Polling places

Due: Friday, Nov 4th, 4pm

You may work alone or in a pair on this assignment.

../../_images/voting_booths.png

Every two years, many people around the country wait in long lines to vote due, in part, to inadequate provisioning of voting booths. In this assignment you will write code to simulate the flow of voters through precincts. The information generated by your simulator could be used by an election official as a crude lower bound to help determine the number of voting booths needed at a precinct.

We will view this problem as an instance of the more general problem of simulating an \(M\)/\(M\)/\(N\) queue, where:

  • the first \(M\) indicates that arrivals (voters arriving at the polls) obey a Markov process;
  • the second \(M\) indicates that the service times obey a Markov process (the amount of time a voter takes to complete a ballot); and finally
  • the \(N\) indicates that there are \(N\) servers (the number of voting booths).

We will tell you how to structure your implementation at a high level, but you will be responsible for the design details.

Getting started

See these start-up instructions if you intend to work alone.

See these start-up instructions if you intend to work with the same partner as in a previous assignment.

See these start-up instructions if you intend to work in a NEW pair.

The pa4 directory includes a file named simulate.py, which you will modify, a file named util.py that contains a few useful functions, and a directory named data, which contains sample data. See the file README.txt in pa4/data for an explanation of the contents of the data directory.

Please put all of your code for this assignment in simulate.py. Do not add extra files for the required classes.

Precinct Configurations

The configurations for a precinct, except the number of voting booths, is specified in a JSON file that contains the:

  • number of voters assigned to the precinct (num_voters),
  • number of hours the polls are open (hours_open),
  • voting duration rate (voting_duration_rate),
  • arrival rate (arrival_rate), and a
  • seed for the random number generator (seed).

The number of voting booths (number_of_booths) will be supplied as a command-line argument.

We have provided a function, setup_config in util.py that takes the name of a configuration file and a value for the number of voting booths and returns a dictionary containing the configuration parameters. The key for each value is shown in parenthesis next to its description above.

In addition to being called to set up the simulation in the main function of simulate.py, this function will also be useful when testing your code.

Here is an example use of this function:

In [1]: import util

In [2]: util.setup_config("data/config-0.json", 3)
Out[2]:
{'arrival_rate': 0.11,
 'hours_open': 1,
 'num_voters': 5,
 'number_of_booths': 3,
 'seed': 1468604453,
 'voting_duration_rate': 0.1}

Representing Voters

Your implementation must contain a class for representing a voter. This data structure must include the time the voter arrives at the polls, voting duration, that is, the amount of time the voter takes to vote, and the time the voter is assigned to a voting booth (aka, the start time). We found it convenient for debugging purposes to store a unique identifier and the time the voter leaves the voting booth (aka, the departure time) as well.

The start time for a voter, which is not available at construction time, should be initialized to None when the voter object is constructed. This value should be reset to the correct value when the voter is assigned to a voting booth. Similarly, voters’ departure times cannot be determined until we know their start times.

Your implementation must include at a minimum: a constructor and properties named arrival_time, voting_duration, and start_time for the corresponding values. Our utility function for printing voters, described below, relies on the existence of these properties.

This class is straightforward. It merely serves as a way to encapsulate information about a voter.
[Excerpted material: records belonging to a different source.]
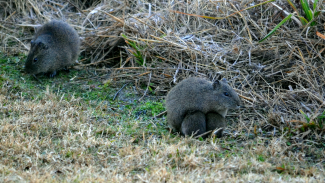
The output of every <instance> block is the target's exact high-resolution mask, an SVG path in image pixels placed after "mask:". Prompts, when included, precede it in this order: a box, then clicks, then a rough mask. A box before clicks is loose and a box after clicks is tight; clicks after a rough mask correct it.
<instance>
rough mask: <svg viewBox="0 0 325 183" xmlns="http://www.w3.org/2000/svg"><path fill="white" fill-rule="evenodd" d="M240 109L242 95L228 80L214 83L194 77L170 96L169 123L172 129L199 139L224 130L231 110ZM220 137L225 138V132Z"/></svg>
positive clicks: (180, 85)
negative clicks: (192, 136)
mask: <svg viewBox="0 0 325 183" xmlns="http://www.w3.org/2000/svg"><path fill="white" fill-rule="evenodd" d="M239 105H240V99H239V97H238V94H237V93H236V92H235V91H234V89H233V88H231V87H230V86H229V85H228V83H227V81H226V79H223V80H217V81H214V82H210V81H208V80H206V79H203V78H197V77H190V78H188V79H185V80H183V81H181V82H180V83H178V84H177V85H176V86H175V87H173V88H172V89H171V90H170V91H169V93H168V94H167V97H166V108H167V121H168V124H169V126H170V127H172V128H173V129H174V130H176V131H178V132H181V134H183V135H188V136H190V135H192V134H195V135H196V136H197V135H201V134H203V133H206V132H208V131H213V130H215V129H216V128H224V127H225V126H226V121H225V116H226V114H227V112H228V110H229V109H236V108H238V107H239ZM216 135H217V137H221V136H222V130H220V131H219V132H218V134H216ZM207 136H208V135H204V136H203V137H207Z"/></svg>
Our implementation is roughly 30 lines, including the code for generating unique identifiers for the voters and for handling the optional attributes.

Please note, the voter sample class, described next, is the only class that is allowed to call the voter constructor.

Generating a voter sample

Your implementation must include a class for generating voter samples using a Poisson process. From Wikipedia: a Poisson process, named after the French mathematician Simeon-Denis Poisson (1781-1840), is the stochastic process in which events occur continuously and independently of one another. We can use the following fact to generate a voter sample: if the number of arrivals in a given time interval [0,t] follows the Poisson distribution, with mean \(t*\lambda\), then the gap between arrivals times follows the exponential distribution with rate parameter \(\lambda\).

You may not generate the voters en masse when you construct a voter sample. Instead, you must generate voters one at a time as requests are received from the client of the sample.

To generate a voter, you will need to generate an arrival time and a voting duration. To generate the arrival time of the next voter, you will draw an inter-arrival time (\(gap\)) from the exponential distribution using the specified arrival rate as \(\lambda\) and add it to the current time (\(t\)). You’ll then move time forward by setting \(t\) to \(t+gap\). You will draw the voter’s voting duration by drawing a value from the exponential distribution using the specified voting duration rate as \(\lambda\).

For testing purposes, it is important that you draw the gap and the voting duration in the same order as our code. To reduce the likelihood that the testing process fails simply because the values were drawn in the wrong order, we have provided a function, gen_voter_parameters, in util.py that takes the arrival rate and the voting duration rate as arguments and returns a pair of floats to use for the gap and voting duration (in that order).

We have one detail left to describe: the stopping conditions. Your simulator should generate new voters until (1) you have generated the number of the voters specified for the precinct or (2) you generate a voter who arrives after closing time. In the second case, the late voter should be discarded and no further voters should be generated. We will refer to voters who arrive before the polls close as valid.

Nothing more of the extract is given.